Nifty 50 ended the week down 2.51 percent at 25,048, with a final-session drop of 0.95 percent. Sensex mirrored the pain, closing at 81,537 after shedding 769 points or 0.94 percent on Friday, for a weekly decline of 2.43 percent.
No sector escaped unscathed. Realty led the bloodbath with an 11.33 percent plunge, followed by steep falls in consumer durables, telecom, and discretionary over 5 percent. Pressure mounted heaviest on small and midcaps: Nifty Midcap 100 fell 4.58 percent, Smallcap 100 5.81 percent. Bank Nifty’s breach of 58,800 has sparked bearish alerts.
Profit-taking ignited the selloff, but FPI dumping and U.S. tariff policy fears accelerated it.
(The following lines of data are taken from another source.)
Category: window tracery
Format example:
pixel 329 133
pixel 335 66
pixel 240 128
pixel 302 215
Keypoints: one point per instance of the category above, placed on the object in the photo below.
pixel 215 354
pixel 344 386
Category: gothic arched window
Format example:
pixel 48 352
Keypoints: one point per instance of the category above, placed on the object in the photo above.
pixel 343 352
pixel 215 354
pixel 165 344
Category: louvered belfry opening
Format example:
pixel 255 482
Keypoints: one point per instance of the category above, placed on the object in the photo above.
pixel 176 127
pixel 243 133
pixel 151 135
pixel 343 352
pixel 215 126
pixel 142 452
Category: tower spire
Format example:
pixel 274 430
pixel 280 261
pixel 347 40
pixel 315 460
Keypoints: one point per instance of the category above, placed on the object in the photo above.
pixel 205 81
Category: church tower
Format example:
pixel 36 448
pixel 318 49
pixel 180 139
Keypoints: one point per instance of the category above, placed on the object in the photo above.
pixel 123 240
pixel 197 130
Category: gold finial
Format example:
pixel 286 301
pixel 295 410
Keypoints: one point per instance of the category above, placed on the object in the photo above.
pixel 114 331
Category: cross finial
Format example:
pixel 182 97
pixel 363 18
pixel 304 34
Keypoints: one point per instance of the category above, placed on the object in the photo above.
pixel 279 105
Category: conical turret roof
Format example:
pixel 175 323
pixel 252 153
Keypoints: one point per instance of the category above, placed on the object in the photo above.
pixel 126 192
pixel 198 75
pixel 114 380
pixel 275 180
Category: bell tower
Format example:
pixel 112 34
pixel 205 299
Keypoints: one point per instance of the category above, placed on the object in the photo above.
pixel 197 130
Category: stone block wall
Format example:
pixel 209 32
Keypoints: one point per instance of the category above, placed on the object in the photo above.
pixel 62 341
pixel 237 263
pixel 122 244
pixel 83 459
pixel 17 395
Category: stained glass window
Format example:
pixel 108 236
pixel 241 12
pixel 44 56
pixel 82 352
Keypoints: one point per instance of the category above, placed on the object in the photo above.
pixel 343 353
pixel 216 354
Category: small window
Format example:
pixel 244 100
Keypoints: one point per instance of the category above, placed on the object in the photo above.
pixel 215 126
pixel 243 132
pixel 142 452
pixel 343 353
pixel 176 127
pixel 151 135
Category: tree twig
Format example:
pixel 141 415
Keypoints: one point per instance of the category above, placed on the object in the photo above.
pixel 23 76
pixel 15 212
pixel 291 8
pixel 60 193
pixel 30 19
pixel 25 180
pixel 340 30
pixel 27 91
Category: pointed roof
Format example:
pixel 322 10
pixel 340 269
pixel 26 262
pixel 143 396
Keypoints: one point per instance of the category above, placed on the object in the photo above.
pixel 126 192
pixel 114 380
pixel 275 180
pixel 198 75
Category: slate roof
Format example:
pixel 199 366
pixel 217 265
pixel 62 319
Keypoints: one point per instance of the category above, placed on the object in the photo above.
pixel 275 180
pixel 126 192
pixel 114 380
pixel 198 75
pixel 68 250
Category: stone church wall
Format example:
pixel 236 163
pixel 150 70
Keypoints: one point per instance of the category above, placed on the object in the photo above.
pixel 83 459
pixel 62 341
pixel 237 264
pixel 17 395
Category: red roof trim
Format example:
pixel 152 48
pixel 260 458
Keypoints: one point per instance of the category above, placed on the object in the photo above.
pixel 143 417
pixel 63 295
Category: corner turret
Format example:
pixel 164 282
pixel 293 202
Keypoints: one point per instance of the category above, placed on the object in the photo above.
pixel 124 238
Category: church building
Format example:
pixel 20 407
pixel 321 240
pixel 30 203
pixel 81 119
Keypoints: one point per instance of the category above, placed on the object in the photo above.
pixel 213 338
Global markets shuddered from geopolitical strains, including U.S. rhetoric on tariffs and Greenland. Surging bond yields and Supreme Court tariff case reviews stifled investor boldness.
Positive quarterly updates from some IT and bank stocks offered fleeting relief, quickly erased by subpar results from others. Rupee’s slide toward 92 per dollar stokes inflation worries.
Eyes are on Budget 2026 and Fed moves. Short-covering could spark a tactical rally beforehand, per experts. True revival demands easing global tensions, solid earnings, and budget confidence-boosters.